I once saw one viral clip of them performing as retirees in Florida, holding up giant containers of milk and orange juice when Warehouse grocers were new. That clip ended with one bleeding out on the floor of their kitchen, shot with an assault rifle from a gun show. It was pretty dark, and pretty funny. They captured all the false joviality of recent retirees pretty accurately, and savagely.
by Anonymous | reply 35 | February 13, 2024 1:42 PM |
at what piont in Ginger's career did she transition to live performance in musical theatre.?
Was she doing summer stock in the 1950s? She didn't just open in NYC in Hello Dolly after Channing left...or did she?
by Anonymous | reply 36 | February 14, 2024 3:18 AM |
R35. I’ve seen that clip but can no longer find it.
by Anonymous | reply 37 | February 14, 2024 3:28 AM |
Rogers was definitely on the "straw hat circuit" by the early 70s.
by Anonymous | reply 38 | February 14, 2024 3:33 AM |
She must have had an excruciating life as a homophobic dancer.
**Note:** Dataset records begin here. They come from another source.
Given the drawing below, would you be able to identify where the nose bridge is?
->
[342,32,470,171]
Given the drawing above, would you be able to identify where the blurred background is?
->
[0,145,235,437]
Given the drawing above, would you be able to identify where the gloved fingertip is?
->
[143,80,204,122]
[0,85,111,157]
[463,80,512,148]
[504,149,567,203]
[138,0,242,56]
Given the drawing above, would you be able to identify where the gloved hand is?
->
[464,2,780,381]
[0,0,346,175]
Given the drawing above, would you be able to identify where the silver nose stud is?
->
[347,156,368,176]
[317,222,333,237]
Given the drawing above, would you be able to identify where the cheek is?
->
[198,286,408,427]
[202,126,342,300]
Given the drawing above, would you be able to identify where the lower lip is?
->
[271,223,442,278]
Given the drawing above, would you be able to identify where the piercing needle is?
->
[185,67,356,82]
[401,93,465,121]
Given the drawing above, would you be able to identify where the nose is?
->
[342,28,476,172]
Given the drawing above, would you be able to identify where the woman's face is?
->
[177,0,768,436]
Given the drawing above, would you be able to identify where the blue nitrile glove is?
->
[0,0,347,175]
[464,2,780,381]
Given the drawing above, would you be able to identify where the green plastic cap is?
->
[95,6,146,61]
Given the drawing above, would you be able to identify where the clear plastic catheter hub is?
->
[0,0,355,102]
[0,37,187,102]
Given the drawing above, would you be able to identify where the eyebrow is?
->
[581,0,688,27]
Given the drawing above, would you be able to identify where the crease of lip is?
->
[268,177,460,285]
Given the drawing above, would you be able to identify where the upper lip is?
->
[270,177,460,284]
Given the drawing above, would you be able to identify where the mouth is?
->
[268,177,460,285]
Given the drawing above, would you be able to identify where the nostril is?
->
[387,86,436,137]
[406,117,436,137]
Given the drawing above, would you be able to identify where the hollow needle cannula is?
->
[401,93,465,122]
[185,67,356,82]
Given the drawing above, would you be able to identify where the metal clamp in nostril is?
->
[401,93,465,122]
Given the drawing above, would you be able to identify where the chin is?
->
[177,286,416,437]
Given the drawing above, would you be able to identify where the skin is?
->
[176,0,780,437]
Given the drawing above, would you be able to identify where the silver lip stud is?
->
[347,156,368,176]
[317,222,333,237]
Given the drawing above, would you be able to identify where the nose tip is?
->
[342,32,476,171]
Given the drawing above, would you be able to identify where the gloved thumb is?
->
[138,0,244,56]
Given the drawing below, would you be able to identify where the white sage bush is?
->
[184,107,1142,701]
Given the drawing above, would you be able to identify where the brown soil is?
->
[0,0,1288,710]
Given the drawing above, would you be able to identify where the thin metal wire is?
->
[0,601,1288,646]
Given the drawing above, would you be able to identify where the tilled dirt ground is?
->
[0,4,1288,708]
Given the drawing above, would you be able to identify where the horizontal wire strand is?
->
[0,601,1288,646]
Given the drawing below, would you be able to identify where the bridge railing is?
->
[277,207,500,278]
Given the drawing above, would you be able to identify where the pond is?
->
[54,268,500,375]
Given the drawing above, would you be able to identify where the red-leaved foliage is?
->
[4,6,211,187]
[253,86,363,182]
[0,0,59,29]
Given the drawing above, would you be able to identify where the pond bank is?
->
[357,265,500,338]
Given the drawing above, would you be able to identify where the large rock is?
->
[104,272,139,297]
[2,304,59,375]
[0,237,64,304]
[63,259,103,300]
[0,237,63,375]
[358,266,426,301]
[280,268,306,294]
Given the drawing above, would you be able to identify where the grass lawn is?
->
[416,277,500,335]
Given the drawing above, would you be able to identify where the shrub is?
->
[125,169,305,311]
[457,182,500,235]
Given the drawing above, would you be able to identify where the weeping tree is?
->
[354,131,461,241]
by Anonymous | reply 39 | February 14, 2024 3:35 AM |
Late in Merman’s life, there was an attempt to do a Girl Crazy 50th Anniversary concert (1980, I guess) but plans fell apart when Ginger insisted on being billed above Merman, since she had top billing in 1930. Merman of course became the breakout star of Girl Crazy and went on to become the biggest star on Broadway, and Ginger became - well, this. And Merman in 1980 was still in great form.
by Anonymous | reply 40 | February 14, 2024 3:36 AM |
And Merman loved the gays. Well, maybe not Harvey, but who can blame her?
by Anonymous | reply 42 | February 14, 2024 3:37 AM |
The clip of "Love Will Keep us Together" was from 1980, shortly before Ginger appeared at Radio City Music Hall in a stage musical revue featuring the Rockettes.
The dancer on the far left (Jeff Parker), studied with Eleanor Powell in the 1970's at her home. His partner was Ron Steinbeck (2nd from the right).
Ginger was very fond of both of them and was very supportive of their relationship..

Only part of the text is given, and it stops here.